A certain lamp produces 10.0 L of CO₂(g) at STP. How many grams of calcium carbide must have reacted in the lamp?

To address this question, we need to first write the correctly balanced equation for the reaction that is taking place to produce the CO₂(g). This is known as a carbide lamp, or an acetylene gas lamp.

Calcium carbide = CaC₂

The reaction is:

CaC₂ + 2H₂O ==> C₂H₂ + Ca(OH)₂ where C₂H₂ is acetylene

2C₂H₂ + 5 O₂ ==> 4CO₂ + 2H₂O

So we see that for every 1 mole of CaC₂, we obtain 4 moles of CO₂.

We can now use this relationship to answer the question.

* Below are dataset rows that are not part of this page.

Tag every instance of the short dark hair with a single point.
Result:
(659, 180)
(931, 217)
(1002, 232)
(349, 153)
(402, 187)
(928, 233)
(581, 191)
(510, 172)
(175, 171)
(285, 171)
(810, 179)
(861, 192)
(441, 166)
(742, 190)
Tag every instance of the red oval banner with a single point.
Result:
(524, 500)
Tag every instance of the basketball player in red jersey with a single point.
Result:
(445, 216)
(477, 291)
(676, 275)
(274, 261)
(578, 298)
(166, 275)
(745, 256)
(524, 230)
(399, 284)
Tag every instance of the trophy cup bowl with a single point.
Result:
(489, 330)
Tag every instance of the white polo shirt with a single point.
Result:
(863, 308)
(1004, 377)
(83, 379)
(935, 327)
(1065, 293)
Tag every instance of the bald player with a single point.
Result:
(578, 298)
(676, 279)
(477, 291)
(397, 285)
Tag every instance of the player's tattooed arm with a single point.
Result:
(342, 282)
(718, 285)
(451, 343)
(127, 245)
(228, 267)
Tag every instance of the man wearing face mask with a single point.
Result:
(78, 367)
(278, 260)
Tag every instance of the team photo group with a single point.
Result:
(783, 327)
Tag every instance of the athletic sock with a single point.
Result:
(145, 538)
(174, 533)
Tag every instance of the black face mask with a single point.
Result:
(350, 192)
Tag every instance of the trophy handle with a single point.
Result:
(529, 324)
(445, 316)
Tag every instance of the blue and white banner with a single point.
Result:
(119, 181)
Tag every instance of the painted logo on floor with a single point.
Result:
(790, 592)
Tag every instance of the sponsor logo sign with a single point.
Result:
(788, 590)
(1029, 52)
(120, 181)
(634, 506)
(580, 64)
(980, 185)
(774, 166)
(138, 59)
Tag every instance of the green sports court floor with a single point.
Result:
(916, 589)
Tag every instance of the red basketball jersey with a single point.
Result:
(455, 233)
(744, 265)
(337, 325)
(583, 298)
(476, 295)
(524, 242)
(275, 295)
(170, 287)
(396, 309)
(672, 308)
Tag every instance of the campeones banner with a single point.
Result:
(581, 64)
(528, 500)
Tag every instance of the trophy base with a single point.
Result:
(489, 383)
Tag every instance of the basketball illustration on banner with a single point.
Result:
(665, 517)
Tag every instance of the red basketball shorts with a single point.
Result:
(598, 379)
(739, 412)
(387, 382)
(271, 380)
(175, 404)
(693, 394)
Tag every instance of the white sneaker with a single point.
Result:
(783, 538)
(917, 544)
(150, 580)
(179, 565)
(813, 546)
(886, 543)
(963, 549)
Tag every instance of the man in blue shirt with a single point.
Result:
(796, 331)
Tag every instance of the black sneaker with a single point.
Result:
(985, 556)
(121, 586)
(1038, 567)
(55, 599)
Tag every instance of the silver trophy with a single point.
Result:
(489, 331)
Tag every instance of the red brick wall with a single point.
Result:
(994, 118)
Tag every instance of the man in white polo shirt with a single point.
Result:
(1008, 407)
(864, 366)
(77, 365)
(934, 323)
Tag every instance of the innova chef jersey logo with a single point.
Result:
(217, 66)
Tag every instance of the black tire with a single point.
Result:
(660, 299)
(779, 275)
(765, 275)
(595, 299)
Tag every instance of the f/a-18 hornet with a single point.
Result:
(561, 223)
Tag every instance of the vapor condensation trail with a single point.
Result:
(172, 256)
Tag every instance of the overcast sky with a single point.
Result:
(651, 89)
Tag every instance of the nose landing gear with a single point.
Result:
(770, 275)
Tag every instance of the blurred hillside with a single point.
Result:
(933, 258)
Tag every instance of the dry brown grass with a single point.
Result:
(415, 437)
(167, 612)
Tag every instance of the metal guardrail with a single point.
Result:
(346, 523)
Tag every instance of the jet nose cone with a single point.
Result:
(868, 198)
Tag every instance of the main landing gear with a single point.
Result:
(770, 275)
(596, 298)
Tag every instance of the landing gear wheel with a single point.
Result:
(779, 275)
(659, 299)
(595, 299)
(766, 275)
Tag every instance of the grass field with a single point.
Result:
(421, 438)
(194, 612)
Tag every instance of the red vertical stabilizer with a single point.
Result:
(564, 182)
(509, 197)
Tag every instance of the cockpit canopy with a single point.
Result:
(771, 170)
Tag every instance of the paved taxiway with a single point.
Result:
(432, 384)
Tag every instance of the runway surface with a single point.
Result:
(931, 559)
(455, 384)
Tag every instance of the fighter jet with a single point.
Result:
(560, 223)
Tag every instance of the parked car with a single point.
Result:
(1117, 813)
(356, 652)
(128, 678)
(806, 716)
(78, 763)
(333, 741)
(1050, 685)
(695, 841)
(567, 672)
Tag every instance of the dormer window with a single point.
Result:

At STP one mole of an ideal gas = 22.4 L

10.0 L CO₂ x 1 mol / 22.4 L = 0.446 moles CO₂

moles CaC₂ used = 0.446 mols CO₂ x 1 mol CaC₂ / 4 mols CO₂ = 0.112 mols CaC₂ used

molar mass CaC₂ = 64.1 g/mol

grams CaC₂ reacted = 0.112 mols CaC₂ x 64.1 g / mol = 7.15 g CaC₂ (3 sig. figs.)